The third workshop: codebase governance
The last workshop explored how to govern the OpenZaak codebase in an open and collaborative way. Who decides what features should be developed, or when to release? Who approves pull requests and fixes?
The Foundation for Public Code created a draft GOVERNANCE.md file for OpenZaak before the consultation. We used the Governance Game to help visualise how governance as outlined in this file would work. We tested our governance model by introducing a number of scenarios. For instance “There is conflict about the implementation of a proposed feature,” or “There is an important security fix”.
The governance game helped participants practice governance instead of just talking about it. Instead of creating a highly detailed theoretical governance model, the focus was on the basic things you need to have in place to start working on the codebase together.
My group had a lot of open source experience, and I was amazed at the speed and quality with which my group developed a mature and solid governance structure. Instead of trying to formalize everything in a governance structure, the group also discussed community dynamics - for example, having an open attitude towards parties joining and leaving, and making sure everyone has an equal voice. I was (pleasantly!) surprised by how much time they spent on making sure community changes and decisions could be socialized and shared within the community while staying flexible and agile.
At the end, we asked everyone to either write issues on a sticky note or make issues on the governance file in the OpenZaak repository. I didn’t expect anyone to use Github, but 10 minutes after the workshop a number of issues were created in the OpenZaak repository.
The value of codebase stewardship
I really enjoyed helping design and facilitate the workshops. As a new codebase steward, I discovered my experience as software vendor and open source enthusiast helped directly with creating a collaborative and open discussion. Not being part of the actual contents of the discussion allowed me to focus on the process and flow, and ask the group questions to check that there was a common understanding. It allowed me to really listen to everyone and soak everything up.

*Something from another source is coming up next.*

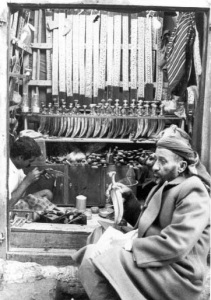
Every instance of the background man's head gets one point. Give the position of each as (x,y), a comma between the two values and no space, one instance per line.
(173,156)
(24,151)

This will be invaluable as a neutral champion for the codebase as OpenZaak goes into production and its community grows.
Conclusion
It was great to see so many vendors put their time and energy into participating in the workshops. The discussions were open and constructive and everyone was able to express their ideas and concerns. Although everyone had a different perspective on the various subjects, people came closer together and realized that we share more than we might have thought at the beginning. What better way to start working together: being part of the OpenZaak community!